Recommendations 4 to 22 in the report are a variety of proposals for adjustments in the complaints process, improvements to the processes for dealing with complaints, designed to ensure it continues to operate in a streamlined manner. They also promote education of the community around the evils of racism. These are sensible recommendations, so I commend the committee for its recommendations on those matters. I wholeheartedly support the recommendations, because whatever issues and inconsistencies have occurred in the complaints process—and there have been a few of them—have been the fuel that those seeking to unwind 18C have poured on the fire of this concocted debate. It has been, frankly, a concocted debate, and an ideological one.

It is important to note that the RDA is not designed to create litigation; indeed, only a tiny fraction of RDA complaints end up in court. RDA complaints are conciliated with the assistance of the Australian Human Rights Commission, and that conciliation allows victims of racism to work with perpetrators to resolve their dispute in a mutually agreeable manner.
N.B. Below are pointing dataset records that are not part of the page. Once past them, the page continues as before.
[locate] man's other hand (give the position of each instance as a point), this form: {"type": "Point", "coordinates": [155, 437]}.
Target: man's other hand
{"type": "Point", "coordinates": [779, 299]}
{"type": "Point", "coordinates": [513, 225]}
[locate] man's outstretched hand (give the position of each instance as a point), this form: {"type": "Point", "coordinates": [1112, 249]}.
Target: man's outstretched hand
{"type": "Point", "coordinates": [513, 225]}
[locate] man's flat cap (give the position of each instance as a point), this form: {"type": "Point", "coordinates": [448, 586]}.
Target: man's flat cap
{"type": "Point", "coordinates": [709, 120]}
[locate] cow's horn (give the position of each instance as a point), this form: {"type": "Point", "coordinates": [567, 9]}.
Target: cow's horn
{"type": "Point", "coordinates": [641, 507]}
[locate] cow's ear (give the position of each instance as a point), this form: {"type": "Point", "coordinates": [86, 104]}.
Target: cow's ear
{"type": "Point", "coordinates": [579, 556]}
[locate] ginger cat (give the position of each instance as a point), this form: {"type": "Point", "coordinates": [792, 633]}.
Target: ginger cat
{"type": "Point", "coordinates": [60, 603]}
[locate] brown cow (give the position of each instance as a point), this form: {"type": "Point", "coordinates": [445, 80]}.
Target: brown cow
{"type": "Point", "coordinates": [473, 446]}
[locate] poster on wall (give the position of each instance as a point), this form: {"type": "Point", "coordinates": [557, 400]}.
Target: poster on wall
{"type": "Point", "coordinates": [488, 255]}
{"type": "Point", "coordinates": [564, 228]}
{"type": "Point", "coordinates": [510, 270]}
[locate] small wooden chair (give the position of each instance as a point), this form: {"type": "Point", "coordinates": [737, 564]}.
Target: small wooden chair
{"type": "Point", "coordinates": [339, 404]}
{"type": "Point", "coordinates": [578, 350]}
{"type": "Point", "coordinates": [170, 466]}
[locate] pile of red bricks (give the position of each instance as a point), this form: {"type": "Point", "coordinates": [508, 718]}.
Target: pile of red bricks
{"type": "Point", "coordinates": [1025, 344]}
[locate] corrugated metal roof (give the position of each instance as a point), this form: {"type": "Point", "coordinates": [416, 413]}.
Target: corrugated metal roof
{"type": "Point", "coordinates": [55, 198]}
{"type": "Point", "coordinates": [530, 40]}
The process is confidential and need not involve lawyers. The conciliator does not ‘decide’ anything; the parties are guided towards resolution of the issue themselves. Outcomes can include an apology, change of policy, or compensation as worked out by the parties. The conciliation process works very well, but of course it can be improved, and the committee has made a number of sensible suggestions there.

I ask those in favour of winding back section 18C, or removing it in its entirety, exactly what form of racial hate speech they wish they could use now that section 18C currently prevents them from using. What is it that they want to say that is so important? I have seen racism and hate speech on display up close and personal. It is ugly, it is hateful, it is disturbing and it goes to the core of one’s being as a human being. It brings individuals who use it down and brings the entire society down, and of course it affects the victims. It goes against the basic decency and fairness that should be the foremost factor in our relations with each other. While I have seen the worst of people in this respect, I have also seen the best. Australia is a successful multicultural nation, and most Australians embrace all the wonderful things that come from living in such a diverse population. If you do not believe me, I have to mention my electorate of Wills. It is a very diverse electorate. Sixty per cent of the population come from culturally and linguistically diverse backgrounds.

Prejudice and bigotry are things that Australians en masse abhor and reject. Section 18C of the RDA captures those values very effectively, and on that basis it is important that we maintain 18C in its current form. I welcome this report, as it represents a part victory against those who still think the greatest priority for the Australian government should be legislating to give a green light to racist hate speech in our country. This government is an abject failure in prioritising what is actually important to Australians. I know I speak for my Labor colleagues when I say that our party values multiculturalism and believes that protections against racial hate speech are worth keeping. I hope—it may be a forlorn hope—that the findings of this report will be used by the Prime Minister to kill off attempts to water down 18C and the vital protections it provides. I might say that the Prime Minister should probably heed the advice provided in recommendation 2 of the report, which says:

Recognising the profound impacts of serious forms of racism, the committee recommends that leaders of the Australian community and politicians exercise their freedom of speech to identify and condemn racially hateful and discriminatory speech where it occurs in public.

I hope he will also refer his Attorney-General to that recommendation.

We see no evidence that the Prime Minister will stand up for ethnic communities. If he does not, we will do what we have always done: we will stand up together. We will oppose hate speech and join our voices in a loud chorus to oppose these unnecessary and ideological changes, and we will do so because it makes Australia a better country.